Comunque, il problema non è soltanto che molti si trovano costretti ad accettare una realtà a loro profondamente sgradita. Il problema più serio deriva dal fatto che, a fronte di una marea infinita di discorsi ideologici, di imprecazioni rabbiose, di parole durissime contro mille bersagli di natura diversa, poco o nulla è stato espresso e realizzato riguardo alla pratica, sperimentazione e costruzione di mezzi di pagamenti e di modelli educativi alternativi. Arrivo a dire che anche il dibattito su tutto ciò è addirittura quasi inesistente. Si è più portati a discutere di signoraggio, di crollo dell’euro e di ritorno alla lira, di anarco-comunismo e di anarco-capitalismo, di scuola Austriaca e di Milton Friedman, piuttosto che far partire una serie di progetti sperimentali che ci portino al di là della carta straccia prodotta dallo stato (nota sotto il nome di moneta a corso legale), e della spazzatura propagandistica fatta circolare dallo stato (nota sotto il nome di istruzione pubblica).

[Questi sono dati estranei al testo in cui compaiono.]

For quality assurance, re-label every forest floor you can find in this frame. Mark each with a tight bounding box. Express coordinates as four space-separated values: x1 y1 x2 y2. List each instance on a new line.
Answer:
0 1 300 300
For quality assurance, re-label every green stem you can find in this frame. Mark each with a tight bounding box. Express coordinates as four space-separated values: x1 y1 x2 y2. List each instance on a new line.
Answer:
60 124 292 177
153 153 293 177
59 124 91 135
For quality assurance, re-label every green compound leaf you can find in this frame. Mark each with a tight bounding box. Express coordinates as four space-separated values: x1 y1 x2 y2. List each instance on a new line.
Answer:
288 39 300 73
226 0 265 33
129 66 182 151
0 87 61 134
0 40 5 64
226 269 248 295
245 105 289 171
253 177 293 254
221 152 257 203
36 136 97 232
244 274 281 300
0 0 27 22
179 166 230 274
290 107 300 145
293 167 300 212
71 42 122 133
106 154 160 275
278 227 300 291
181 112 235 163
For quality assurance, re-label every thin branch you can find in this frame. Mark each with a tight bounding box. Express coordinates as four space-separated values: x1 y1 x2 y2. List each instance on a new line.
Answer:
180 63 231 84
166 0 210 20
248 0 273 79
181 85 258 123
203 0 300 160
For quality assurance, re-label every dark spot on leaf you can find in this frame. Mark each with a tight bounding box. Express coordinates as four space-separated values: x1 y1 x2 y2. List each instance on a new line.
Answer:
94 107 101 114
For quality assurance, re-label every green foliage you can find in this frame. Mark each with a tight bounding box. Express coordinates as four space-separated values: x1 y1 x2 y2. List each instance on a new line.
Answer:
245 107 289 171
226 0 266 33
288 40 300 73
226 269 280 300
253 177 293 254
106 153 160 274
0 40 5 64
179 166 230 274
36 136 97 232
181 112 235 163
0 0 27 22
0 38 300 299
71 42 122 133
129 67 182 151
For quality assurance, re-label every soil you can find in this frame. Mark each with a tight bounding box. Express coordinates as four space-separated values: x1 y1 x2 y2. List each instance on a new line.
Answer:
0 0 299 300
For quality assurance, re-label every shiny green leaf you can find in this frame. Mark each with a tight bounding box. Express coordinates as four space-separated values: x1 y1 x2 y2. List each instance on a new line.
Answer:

Purtroppo, lottare contro il vecchio attraverso il chiacchiericcio politico-ideologico serve solo a logorare gli individui e a perpetuare il potere; quello di cui c’è bisogno è la creazione e attuazione del nuovo di modo che il vecchio risulti poi, nei fatti, accantonato e superato definitivamente.

Invece, se la politica e il giornalismo, basati entrambi sulla produzione di aria fritta, continuano a farla da padroni anche presso coloro che si rifiutano di sottostare ai padroni, io credo che non ci sia da farsi molte illusioni in termini di liberazione dallo stato padronale.

Ad ogni modo, essendo la speranza l’ultima a morire, ed essendo la voglia di liberazione qualcosa che, per taluni, non potrà mai finire, suggerisco di iniziare a occuparci attivamente di questi temi (mezzi di scambio, mezzi di istruzione) per arrivare poi a definire e a far partire progetti sperimentali concreti al riguardo.

A tale proposito vorrei formulare nei mesi a venire alcune proposte che vadano poi a costituire una Agenda di cose da fare e che tutto ciò, nella migliore delle ipotesi, stimoli o sfoci, prima o poi, in interventi sperimentali concreti.